Let me get something off my chest.
For a long time now, we’ve been working hard at getting information about the Township out to residents and visitors. We have websites, email blasts, a newsletter, and a Facebook page. We send out Twitter announcements and NIXLE messages. We put up signs, publish brochures, write letters, take out ads, hang posters, insert bill stuffers, produce videos and meet with all sorts of local organizations. Not only that, we work with local newspapers and broadcasters to provide timely and practical information concerning virtually every aspect of life in Cranberry.
But just about every week, someone comes up to me with an indignant look to complain about being surprised by something we’ve actually been publicizing for weeks. “Why wasn’t I informed?” they demand to know.
Well, the answer in most cases is that they chose not to be informed.

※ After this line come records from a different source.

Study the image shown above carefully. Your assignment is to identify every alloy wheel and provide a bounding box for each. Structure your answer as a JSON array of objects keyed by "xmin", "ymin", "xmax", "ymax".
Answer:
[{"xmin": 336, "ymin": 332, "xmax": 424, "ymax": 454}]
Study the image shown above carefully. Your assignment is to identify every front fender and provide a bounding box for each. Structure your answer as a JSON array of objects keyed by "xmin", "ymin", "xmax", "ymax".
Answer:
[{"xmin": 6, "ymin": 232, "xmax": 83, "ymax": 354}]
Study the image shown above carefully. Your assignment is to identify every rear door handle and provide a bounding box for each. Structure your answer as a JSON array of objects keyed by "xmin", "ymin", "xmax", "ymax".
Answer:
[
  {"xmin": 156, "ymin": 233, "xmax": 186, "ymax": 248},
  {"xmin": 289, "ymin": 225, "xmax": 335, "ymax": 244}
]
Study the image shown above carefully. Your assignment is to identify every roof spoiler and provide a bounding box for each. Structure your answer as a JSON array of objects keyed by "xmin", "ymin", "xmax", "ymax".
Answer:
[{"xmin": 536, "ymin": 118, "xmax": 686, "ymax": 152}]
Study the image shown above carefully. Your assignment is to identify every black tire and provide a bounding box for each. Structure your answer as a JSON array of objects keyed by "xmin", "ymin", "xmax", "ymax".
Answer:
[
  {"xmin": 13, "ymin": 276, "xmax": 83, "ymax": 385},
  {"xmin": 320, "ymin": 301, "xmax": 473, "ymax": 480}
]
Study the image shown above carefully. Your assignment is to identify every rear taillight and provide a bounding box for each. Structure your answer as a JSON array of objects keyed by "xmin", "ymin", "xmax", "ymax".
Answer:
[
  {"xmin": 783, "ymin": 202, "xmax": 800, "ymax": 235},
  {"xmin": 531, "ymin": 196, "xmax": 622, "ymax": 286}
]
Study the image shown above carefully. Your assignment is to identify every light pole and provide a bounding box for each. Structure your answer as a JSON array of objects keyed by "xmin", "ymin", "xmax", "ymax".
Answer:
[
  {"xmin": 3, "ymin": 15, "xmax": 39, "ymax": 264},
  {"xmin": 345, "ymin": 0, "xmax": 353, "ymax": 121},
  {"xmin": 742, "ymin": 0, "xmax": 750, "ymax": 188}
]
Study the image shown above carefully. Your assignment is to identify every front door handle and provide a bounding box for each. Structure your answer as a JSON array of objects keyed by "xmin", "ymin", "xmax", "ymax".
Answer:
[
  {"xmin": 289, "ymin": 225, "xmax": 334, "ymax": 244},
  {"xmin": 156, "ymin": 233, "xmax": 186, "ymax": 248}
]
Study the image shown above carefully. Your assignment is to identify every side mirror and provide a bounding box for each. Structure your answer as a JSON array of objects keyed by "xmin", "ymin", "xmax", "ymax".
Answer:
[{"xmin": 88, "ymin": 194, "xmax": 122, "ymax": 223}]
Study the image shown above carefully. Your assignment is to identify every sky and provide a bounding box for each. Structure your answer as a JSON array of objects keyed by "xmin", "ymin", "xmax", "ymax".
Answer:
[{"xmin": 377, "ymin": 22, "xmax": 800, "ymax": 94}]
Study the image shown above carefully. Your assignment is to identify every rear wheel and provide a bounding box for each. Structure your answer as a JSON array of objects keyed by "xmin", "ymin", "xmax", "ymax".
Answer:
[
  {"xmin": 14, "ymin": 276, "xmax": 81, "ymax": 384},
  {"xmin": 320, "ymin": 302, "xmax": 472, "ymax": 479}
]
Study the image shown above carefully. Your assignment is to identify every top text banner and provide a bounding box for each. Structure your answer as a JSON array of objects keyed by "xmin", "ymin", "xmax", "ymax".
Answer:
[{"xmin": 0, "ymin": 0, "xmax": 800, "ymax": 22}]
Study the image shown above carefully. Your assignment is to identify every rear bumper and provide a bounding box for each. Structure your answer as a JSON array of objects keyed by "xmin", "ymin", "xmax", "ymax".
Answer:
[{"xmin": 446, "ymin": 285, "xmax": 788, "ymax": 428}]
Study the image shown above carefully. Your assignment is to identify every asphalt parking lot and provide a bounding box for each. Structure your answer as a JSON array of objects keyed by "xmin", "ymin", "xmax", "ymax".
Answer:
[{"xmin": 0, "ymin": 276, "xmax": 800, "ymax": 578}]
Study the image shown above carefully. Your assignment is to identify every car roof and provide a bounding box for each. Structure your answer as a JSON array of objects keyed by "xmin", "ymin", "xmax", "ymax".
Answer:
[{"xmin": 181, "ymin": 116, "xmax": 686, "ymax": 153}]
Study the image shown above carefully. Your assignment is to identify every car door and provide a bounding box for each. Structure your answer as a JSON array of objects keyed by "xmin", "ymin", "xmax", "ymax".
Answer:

When I point out that it was in the Cranberry Eagle, they’ll say “I never read that paper; it goes straight to my recycling cart.” When I tell them it was on our website home page, they’ll reply “I don’t have time to waste on the Internet.” And when I explain that it’s something we’ve been announcing on our big-screen monitor and with posters throughout the Municipal Center, they’ll tell me “I never pay attention to those when I’m in the Municipal Center.”
Okay. Fair enough. We all have the right to choose not to pay attention to the information around us. And there really is a glut of information out there. Sometimes it seems like we’re overdosing on it. So we all need to be selective. I can even understand that someone might not want to pour over the legal ads we’re required to place in the Butler Eagle.
But part of being a citizen in a democracy means taking on the burden of informing yourself, at least in broad outline, of what’s going on. You can’t participate effectively in government at any level unless you have at least some understanding of the issues and events of the day. Ignorance may be bliss, but doesn’t make for good government. Each of us is responsible for educating ourselves about the issues that matter to us.
Cranberry’s Board of Supervisors has asked our staff to look at our communications efforts over the coming months to make sure we’re all doing what we can to provide meaningful communications with our residents and businesses. If you have any suggestions on how we can get our “stuff” to stand out better and reach people more effectively, I would welcome your thoughts. In the meantime, we will continue to work on new ways of making our information available and easy to find.
But please understand that when I look at you in bewilderment after you’ve just told me that the Township never tells people what is going on, it’s not because we didn’t try.